More from love than power

Seth Godin's recent blog on Independence and Subjugation reflects on the increased possibilities offered by fission rather than fusion (in an organisational sense, not a nuclear one). He observes:
Tribal management often involves power struggles. One thing that's been shown again and again--subjugating another tribe, taking it over--it almost never works. It can take hundreds of years before the two tribes get into sync, if ever. 
On the other hand, granting independence to a rising tribe, letting them go--this is harder to swallow but it generally leads to a quick and beneficial relationship between the two new groups.
It reminds me of bees. They swarm successfully as a reproduction strategy, but they never (at least not any species that I'm aware of, but the bongo bongo rule may apply) attempt to conquer and absorb colonies of their own species.  Of course, other animals certainly do expand by conquering other tribes of their own species, but the most common form of reproduction involves splitting off from the parent in some form. In business, however, the conventional model is the other way round.

Of course, there have been waves of management buy-outs and some organisations regularly dispose of divisions or units that don't fit the overall strategy, but the tendency is usually to go for growth through acquisition. How much more interesting if businesses developed a pro-swarming strategy. The Chief Swarming Officer (CSO) could foster teams, innovations, products and brands with the specific intention of helping them to 'spin off'.

It would undermine Dumézil's theory about power being exercised either by the fearsome magician-emperor (who "operates by capture, bonds, knots and nets" and is a one-eyed man using signs and symbols) or by the jurist-priest-king (who "proceeds by treaties, pacts and contracts" and is a one-armed man using tools and mechanisms). I don't think the CSO fits either of these models.

And that may be because swarming involves letting go rather than acquiring; it's the antithesis of the exercise of power which we might dare to call the exercise of love (hence the title of this entry, 'More from love than power', which I heard Sandra Reeve give as a suggestion to a colleague exploring his own movement habits.

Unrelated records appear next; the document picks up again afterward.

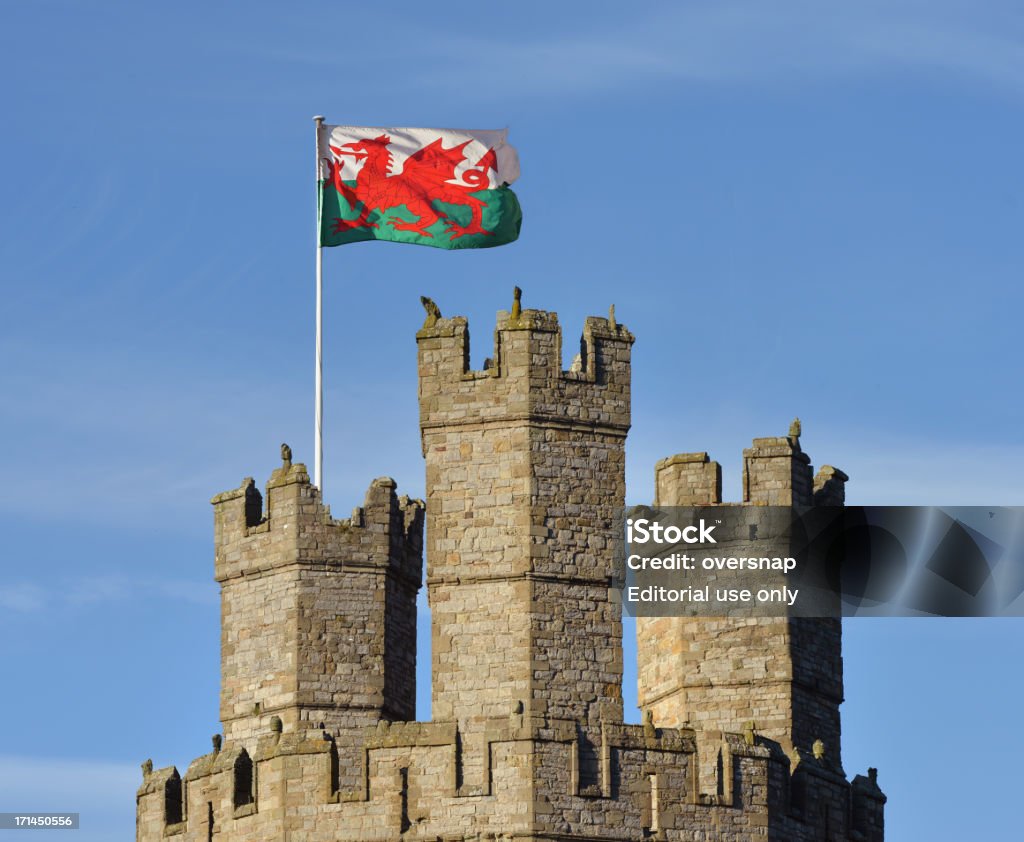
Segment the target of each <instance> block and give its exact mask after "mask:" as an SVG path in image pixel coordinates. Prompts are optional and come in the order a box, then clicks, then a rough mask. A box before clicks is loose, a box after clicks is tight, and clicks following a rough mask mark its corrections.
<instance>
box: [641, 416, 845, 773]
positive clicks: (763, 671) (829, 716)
mask: <svg viewBox="0 0 1024 842" xmlns="http://www.w3.org/2000/svg"><path fill="white" fill-rule="evenodd" d="M794 426H795V429H794V430H791V434H790V435H788V436H776V437H770V438H755V439H754V444H753V447H751V448H749V449H746V450H744V451H743V501H742V505H759V506H768V505H771V506H786V507H788V506H795V507H798V508H807V507H809V506H813V505H816V504H817V505H842V503H843V500H844V498H845V493H844V483H845V481H846V479H847V478H848V477H847V476H846V474H845V473H843V472H842V471H840V470H838V469H837V468H834V467H831V466H825V467H823V468H822V469H821V471H819V473H818V476H817V477H816V478H815V477H812V474H811V465H810V458H809V457H808V456H807V454H805V453H804V452H803V451H802V450H801V447H800V436H799V422H794ZM794 432H796V434H793V433H794ZM654 470H655V487H656V493H655V494H656V502H657V505H659V506H714V505H721V504H722V485H721V467H720V466H719V464H718V463H717V462H713V461H711V460H710V459H709V458H708V454H706V453H695V454H679V455H677V456H673V457H670V458H668V459H663V460H662V461H660V462H658V463H657V465H656V466H655V469H654ZM725 505H729V504H725ZM637 635H638V650H639V703H640V707H641V708H642V709H643V710H645V711H648V710H649V711H651V713H652V714H653V718H654V720H655V721H656V722H657V723H658V724H665V725H669V726H674V727H680V726H683V725H684V724H687V723H688V724H690V725H692V726H694V727H701V728H722V729H724V730H730V731H739V730H742V728H743V727H744V725H745V724H746V723H749V722H754V723H755V724H756V727H757V730H758V732H759V733H761V734H763V735H765V736H766V738H768V739H770V740H774V741H777V742H778V743H779V744H780V745H782V746H783V747H786V749H787V751H791V753H793V752H792V749H793V748H794V747H796V749H797V753H796V754H794V757H797V756H799V755H800V754H803V755H804V756H810V755H811V753H812V750H813V746H814V745H815V743H816V742H818V741H820V745H821V750H822V751H824V752H825V754H826V756H827V757H828V760H829V763H831V764H834V765H835V767H836V768H837V769H841V768H842V763H841V755H840V714H839V707H840V704H841V703H842V702H843V659H842V627H841V623H840V621H839V620H838V619H807V618H791V617H777V618H757V619H745V620H737V619H728V618H722V619H710V618H701V619H696V618H683V617H663V618H638V621H637Z"/></svg>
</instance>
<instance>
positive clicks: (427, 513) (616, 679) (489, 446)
mask: <svg viewBox="0 0 1024 842" xmlns="http://www.w3.org/2000/svg"><path fill="white" fill-rule="evenodd" d="M517 292H518V291H517ZM561 338H562V337H561V330H560V328H559V326H558V319H557V315H556V314H555V313H553V312H545V311H543V310H531V309H520V308H519V303H518V296H517V298H516V306H515V307H513V310H512V312H511V313H509V312H504V311H503V312H500V313H499V314H498V329H497V331H496V333H495V352H494V357H493V360H489V361H487V363H486V364H485V367H484V370H483V371H470V370H469V365H468V361H469V330H468V327H467V324H466V320H465V319H462V318H456V319H439V318H437V317H436V314H434V315H428V319H427V324H426V325H424V327H423V329H422V330H421V331H420V332H419V334H418V335H417V339H418V342H419V369H420V428H421V431H422V437H423V453H424V456H425V457H426V462H427V489H428V498H427V542H428V543H427V587H428V594H429V598H430V607H431V615H432V623H433V716H434V719H439V720H457V721H458V722H459V723H460V726H461V727H463V728H470V727H472V726H473V723H474V722H480V721H482V720H483V719H485V718H487V717H504V716H507V715H508V714H509V712H510V710H520V711H521V712H522V713H524V714H525V715H526V716H541V717H544V716H549V717H555V718H563V719H572V720H575V721H580V722H592V723H596V722H598V721H599V720H600V719H601V718H607V719H608V720H609V721H621V717H622V689H621V685H622V675H623V660H622V613H621V605H620V603H618V601H617V600H614V599H612V598H611V596H610V592H609V584H610V583H611V580H612V577H613V573H614V558H613V548H614V546H615V542H616V540H620V538H621V536H620V535H618V534H617V532H616V525H615V514H616V512H617V510H618V508H620V507H622V506H623V505H624V503H625V452H624V445H625V440H626V434H627V432H628V430H629V427H630V346H631V345H632V343H633V336H632V334H630V332H629V331H628V330H626V329H625V328H624V327H622V326H618V325H616V324H615V323H614V321H613V320H612V319H609V320H605V319H598V318H591V319H588V320H587V322H586V325H585V327H584V334H583V339H582V342H581V350H580V355H579V356H578V357H577V362H575V364H574V365H573V366H572V367H571V369H570V370H569V371H562V365H561V360H562V350H561Z"/></svg>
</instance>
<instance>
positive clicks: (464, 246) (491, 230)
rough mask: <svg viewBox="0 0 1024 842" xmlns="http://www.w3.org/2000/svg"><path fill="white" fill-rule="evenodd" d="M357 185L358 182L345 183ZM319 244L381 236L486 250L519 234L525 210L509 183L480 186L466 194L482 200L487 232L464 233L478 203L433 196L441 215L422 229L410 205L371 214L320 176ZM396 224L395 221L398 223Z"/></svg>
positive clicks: (331, 184) (501, 245) (336, 244)
mask: <svg viewBox="0 0 1024 842" xmlns="http://www.w3.org/2000/svg"><path fill="white" fill-rule="evenodd" d="M345 184H346V186H353V187H354V185H355V182H354V181H352V182H349V181H346V182H345ZM319 188H321V245H322V246H343V245H345V244H346V243H359V242H362V241H364V240H382V241H385V242H390V243H412V244H414V245H418V246H433V247H434V248H438V249H485V248H492V247H494V246H503V245H505V244H506V243H511V242H513V241H514V240H516V239H517V238H518V237H519V228H520V227H521V225H522V209H521V208H520V207H519V200H518V198H517V197H516V195H515V194H514V193H513V192H512V191H511V190H510V188H509V187H507V186H502V187H498V188H496V190H481V191H477V192H475V193H472V194H467V200H468V202H472V201H474V200H475V202H478V203H480V204H481V205H482V207H480V208H479V212H480V225H479V227H482V228H483V230H484V231H487V234H466V235H461V236H460V231H461V230H462V229H464V228H467V227H472V223H473V213H474V207H473V206H471V205H470V204H468V203H467V204H461V203H449V202H442V201H440V200H439V199H435V200H433V201H432V202H431V203H430V206H431V208H432V209H433V211H434V212H436V213H437V214H438V218H437V219H436V220H435V221H431V222H430V224H428V225H426V226H425V227H423V228H422V231H423V233H421V231H420V230H419V229H417V228H418V224H419V223H420V222H425V221H427V220H421V219H420V217H418V216H416V215H415V214H414V213H412V212H411V211H410V210H409V208H408V207H407V206H406V205H395V206H393V207H389V208H373V209H371V211H370V213H369V214H368V215H365V216H364V214H362V211H364V210H365V209H364V207H362V205H361V204H359V205H356V206H355V207H354V208H353V207H352V206H351V205H349V203H348V201H347V200H346V199H345V197H344V196H342V195H341V194H339V193H338V191H337V188H336V187H335V185H334V184H333V183H330V182H328V181H326V180H321V184H319ZM360 216H361V217H362V219H364V221H365V222H366V223H367V224H360V225H359V226H358V227H348V226H346V225H345V222H349V223H354V222H356V220H358V219H359V218H360ZM394 223H397V225H395V224H394Z"/></svg>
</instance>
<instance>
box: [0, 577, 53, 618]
mask: <svg viewBox="0 0 1024 842" xmlns="http://www.w3.org/2000/svg"><path fill="white" fill-rule="evenodd" d="M45 605H46V590H45V589H44V588H42V587H41V586H39V585H36V584H34V583H32V582H22V583H11V584H3V585H0V608H3V609H4V611H5V612H15V613H26V612H36V611H39V609H41V608H43V607H44V606H45Z"/></svg>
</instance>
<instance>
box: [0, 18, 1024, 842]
mask: <svg viewBox="0 0 1024 842" xmlns="http://www.w3.org/2000/svg"><path fill="white" fill-rule="evenodd" d="M630 11H631V14H630V15H629V16H624V13H623V12H624V7H623V5H622V4H621V3H616V4H611V3H607V4H605V3H595V2H589V3H582V2H563V3H558V4H554V3H550V2H546V3H531V2H520V3H517V4H514V5H512V4H509V5H505V6H497V7H489V6H488V7H486V8H484V7H471V6H461V7H454V6H451V5H449V6H444V7H443V8H441V7H437V6H433V5H430V4H422V3H406V2H394V3H387V4H341V3H334V4H325V3H308V4H303V6H302V10H301V12H296V11H286V10H285V7H284V6H281V4H269V3H260V2H252V3H247V4H244V5H243V4H222V5H220V6H217V7H210V4H197V3H189V2H185V3H178V4H173V6H171V5H162V6H159V7H158V6H156V5H154V4H139V3H118V2H95V3H91V4H84V3H73V2H49V1H48V0H37V1H36V2H33V3H14V2H5V3H4V4H3V12H4V22H5V25H4V27H3V28H2V31H0V68H2V71H3V75H4V78H5V79H6V80H7V85H6V89H5V92H6V95H5V97H4V113H5V120H4V125H5V127H6V128H5V130H4V131H3V133H2V135H0V152H2V162H3V163H2V168H3V169H2V177H3V182H4V191H3V194H2V200H0V224H2V228H3V231H4V237H3V239H2V241H0V265H2V266H3V267H4V268H3V272H2V276H0V277H2V279H3V297H2V300H3V313H4V319H3V328H2V330H0V360H2V361H3V365H2V366H0V390H2V393H3V395H4V399H3V402H2V404H0V434H2V436H3V440H4V441H5V445H6V447H5V455H4V460H3V462H4V470H3V476H4V479H5V481H4V482H3V483H2V485H0V534H2V535H3V539H2V543H0V570H2V579H0V669H2V674H3V675H4V676H6V682H5V684H4V686H5V688H6V690H5V691H4V692H3V693H2V694H0V721H3V722H4V723H6V726H5V727H4V729H3V730H4V745H3V746H2V747H0V810H13V809H73V810H82V811H83V820H82V825H83V830H81V831H79V832H78V836H77V837H76V838H77V839H79V840H82V842H86V840H88V841H89V842H92V841H93V840H100V839H103V840H106V839H118V838H130V835H131V833H132V827H133V820H134V805H133V791H134V789H135V787H136V786H137V783H138V780H139V776H138V767H137V764H138V763H139V762H141V761H142V760H143V759H145V758H146V757H151V756H152V757H153V758H154V760H155V762H156V764H157V765H158V766H163V765H167V764H170V763H176V764H177V765H178V767H179V769H181V770H183V769H184V767H185V765H187V762H188V761H189V760H190V759H191V758H193V757H195V756H197V755H199V754H201V753H203V752H205V751H207V749H208V747H209V734H211V733H213V732H215V731H216V730H217V729H218V723H217V685H218V648H217V647H218V604H217V590H216V586H215V585H214V583H213V582H212V557H213V556H212V522H211V520H212V518H211V513H210V508H209V502H208V501H209V498H210V497H211V496H213V495H214V494H216V493H217V492H219V491H222V490H224V489H228V488H233V487H237V486H238V483H239V480H240V479H241V478H242V477H243V476H245V475H253V476H256V477H257V481H259V482H262V481H264V480H265V478H266V476H267V475H268V474H269V471H270V470H271V469H272V468H273V466H274V465H275V464H276V461H278V446H279V444H280V443H281V441H283V440H287V441H289V443H290V444H291V445H292V447H293V449H294V451H295V455H296V458H297V459H301V460H305V461H307V462H311V451H312V441H311V439H312V435H311V432H312V423H311V421H312V419H311V414H312V406H311V405H312V371H311V369H312V332H311V330H312V265H313V251H312V244H313V229H312V210H313V192H312V172H313V161H312V142H313V136H312V123H311V121H310V118H311V116H312V115H314V114H324V115H326V116H327V118H328V121H329V122H337V123H348V124H355V125H411V126H416V125H425V126H438V125H439V126H467V127H480V128H492V127H494V128H497V127H504V126H508V127H509V128H510V130H511V135H510V137H511V140H512V142H513V143H515V144H516V146H517V148H518V150H519V154H520V159H521V164H522V173H523V174H522V178H521V179H520V181H519V182H518V183H517V185H516V190H517V193H518V195H519V198H520V201H521V203H522V206H523V212H524V224H523V231H522V237H521V239H520V241H519V242H518V243H516V244H513V245H511V246H509V247H506V248H503V249H498V250H487V251H482V252H466V253H445V252H441V251H436V250H432V249H422V248H420V249H417V248H409V247H404V246H385V245H381V244H357V245H353V246H349V247H344V248H340V249H335V250H332V251H330V252H329V253H328V254H326V256H325V273H326V280H327V300H326V313H325V321H326V325H327V338H326V350H325V359H326V362H325V367H326V378H327V391H326V429H327V436H328V437H327V459H326V477H327V481H326V488H327V498H328V502H330V503H331V504H332V505H333V506H334V509H335V511H336V512H337V513H339V514H344V513H345V512H347V511H348V510H349V509H350V508H351V507H352V506H354V505H357V504H359V503H360V502H361V499H362V495H364V493H365V491H366V488H367V487H368V486H369V483H370V481H371V479H373V478H374V477H375V476H379V475H383V474H388V475H392V476H394V477H395V478H396V479H397V480H398V483H399V489H400V490H401V491H404V492H409V493H412V494H414V495H422V494H423V479H424V477H423V463H422V459H421V456H420V451H419V435H418V430H417V408H416V380H415V376H416V366H415V353H416V349H415V343H414V333H415V331H416V329H417V328H418V327H419V325H420V324H421V322H422V318H423V317H422V310H421V308H420V304H419V300H418V299H419V295H421V294H428V295H430V296H431V297H433V298H434V299H435V300H436V301H437V303H438V304H439V306H440V308H441V310H442V311H443V312H444V313H445V314H459V313H461V314H465V315H468V317H469V319H470V324H471V328H472V330H473V336H474V340H475V343H474V345H473V348H472V360H473V364H474V366H479V365H480V363H481V362H482V359H483V357H484V356H485V355H489V341H490V339H489V337H490V333H492V329H493V326H494V313H495V311H496V310H497V309H500V308H507V307H508V306H509V304H510V303H511V289H512V286H513V285H514V284H518V285H519V286H521V287H522V288H523V290H524V295H523V300H524V305H526V306H535V307H540V308H544V309H553V310H557V311H558V312H559V314H560V318H561V321H562V325H563V327H564V330H565V333H566V343H565V347H566V348H569V347H570V346H571V345H572V343H573V341H574V339H575V337H577V336H578V335H579V331H580V330H581V327H582V324H583V320H584V318H585V317H586V315H589V314H603V313H605V312H606V310H607V306H608V304H610V303H612V302H614V303H615V305H616V312H617V315H618V319H620V321H621V322H623V323H624V324H626V325H628V326H629V327H630V328H631V329H632V330H633V332H634V333H635V334H636V335H637V337H638V339H637V343H636V345H635V347H634V428H633V431H632V433H631V436H630V440H629V445H628V453H629V456H628V483H629V495H630V499H631V501H632V502H642V501H645V500H649V499H650V497H651V485H652V483H651V477H652V466H653V463H654V461H655V460H656V459H658V458H660V457H664V456H667V455H670V454H672V453H677V452H682V451H694V450H708V451H710V452H711V453H712V456H713V458H717V459H719V460H720V461H721V462H722V463H723V465H724V468H725V482H726V495H727V497H729V498H731V499H737V498H738V496H739V456H740V452H741V450H742V448H743V447H745V446H748V445H749V441H750V439H751V438H752V437H753V436H758V435H773V434H781V433H783V432H784V431H785V429H786V427H787V425H788V423H790V421H791V419H792V418H793V417H794V416H795V415H799V416H800V417H801V418H802V419H803V423H804V437H803V441H804V445H805V449H806V450H807V451H808V452H809V453H810V454H811V456H812V458H813V459H814V462H815V465H820V464H822V463H826V462H827V463H831V464H835V465H838V466H840V467H842V468H843V469H845V470H846V471H847V472H848V473H849V474H850V475H851V477H852V479H851V482H850V485H849V487H848V489H849V499H850V502H853V503H859V504H946V505H969V504H978V505H1020V504H1022V503H1024V499H1022V497H1024V495H1022V494H1021V491H1020V476H1021V475H1022V473H1024V443H1022V441H1021V437H1020V429H1021V427H1022V423H1024V399H1022V397H1021V392H1020V389H1019V387H1018V384H1017V377H1018V372H1019V371H1020V368H1021V359H1020V357H1021V352H1020V340H1019V324H1020V312H1021V309H1022V304H1024V293H1022V291H1021V283H1020V279H1021V277H1022V269H1024V237H1022V236H1021V231H1022V223H1024V204H1022V203H1024V196H1022V183H1024V178H1022V176H1024V159H1022V156H1021V154H1020V150H1021V149H1024V12H1021V10H1020V7H1019V5H1017V4H1013V3H1010V2H997V1H995V2H981V3H978V2H973V3H971V2H952V1H951V0H933V1H932V2H927V3H926V2H911V1H910V0H902V1H901V2H891V1H890V2H886V3H882V2H870V1H869V2H861V3H857V4H841V3H839V2H825V3H821V2H813V3H812V2H810V1H809V0H807V2H797V1H796V0H778V2H775V3H771V4H767V3H756V2H730V1H729V0H725V1H724V2H723V0H718V1H717V2H702V3H695V2H686V3H684V2H672V3H653V2H651V3H641V4H635V5H634V6H632V7H630ZM424 619H425V617H424ZM627 631H628V633H629V632H630V631H631V630H630V629H629V628H628V630H627ZM1022 641H1024V628H1022V626H1021V625H1020V622H1019V621H1001V620H1000V621H995V620H988V621H978V620H971V621H968V620H927V621H926V620H912V621H867V620H861V621H857V622H850V623H847V626H846V649H845V658H846V673H847V675H846V677H847V683H846V688H847V697H848V702H847V703H846V704H845V705H844V708H843V711H844V733H845V745H844V755H845V765H846V768H847V771H848V772H849V773H850V774H853V773H856V772H862V771H864V769H866V767H867V766H868V765H876V766H878V767H879V768H880V783H881V784H882V786H883V787H884V788H885V790H886V791H887V792H888V794H889V796H890V803H889V806H888V809H887V822H888V826H889V838H890V839H893V840H899V839H929V840H962V839H965V838H986V839H1005V838H1009V835H1010V833H1011V829H1012V828H1016V827H1017V823H1016V817H1015V816H1014V815H1013V811H1014V805H1015V804H1016V801H1017V797H1018V796H1017V789H1018V785H1019V783H1020V771H1019V769H1018V768H1017V766H1016V765H1015V758H1016V755H1017V754H1018V753H1019V751H1020V750H1021V749H1024V738H1022V736H1021V735H1020V728H1019V727H1018V719H1019V705H1018V700H1019V699H1020V697H1021V694H1022V690H1024V679H1022V677H1021V670H1020V668H1019V665H1020V663H1021V655H1022ZM421 661H426V659H424V658H421ZM628 662H629V659H628ZM633 680H634V677H633V675H632V672H631V674H630V675H628V677H627V685H626V692H627V700H628V701H627V706H628V707H629V708H632V706H633V705H635V689H634V687H633V686H632V681H633ZM421 683H422V682H421ZM424 689H426V685H425V684H424ZM428 711H429V698H428V694H426V693H425V694H421V705H420V715H421V717H426V716H427V715H428ZM937 793H938V794H939V797H937V796H936V794H937Z"/></svg>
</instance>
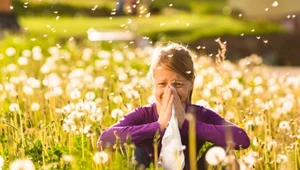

She could have said it to any of us.)


References
Seth Godin
Sandra Reeve
Georges Dumézil
On bongo-bongoism, Inside Project Red Stripe says:

I can’t find an organisation that has employed a ‘Head of Good’ yet, but there almost certainly is one. (Anthropologists have a term for this, coined by Mary Douglas in Natural Symbols [Douglas, 1973, p.xxxv]. It’s ‘bongo-bongoism’ and describes the practice of countering any generalisation – ‘eating your grandchildren alive is a universal taboo’, for example – with an exception located at some time in the past in a little known tribe.) In any case, it’s also perhaps an oblique reference to the Google motto: Don’t be evil.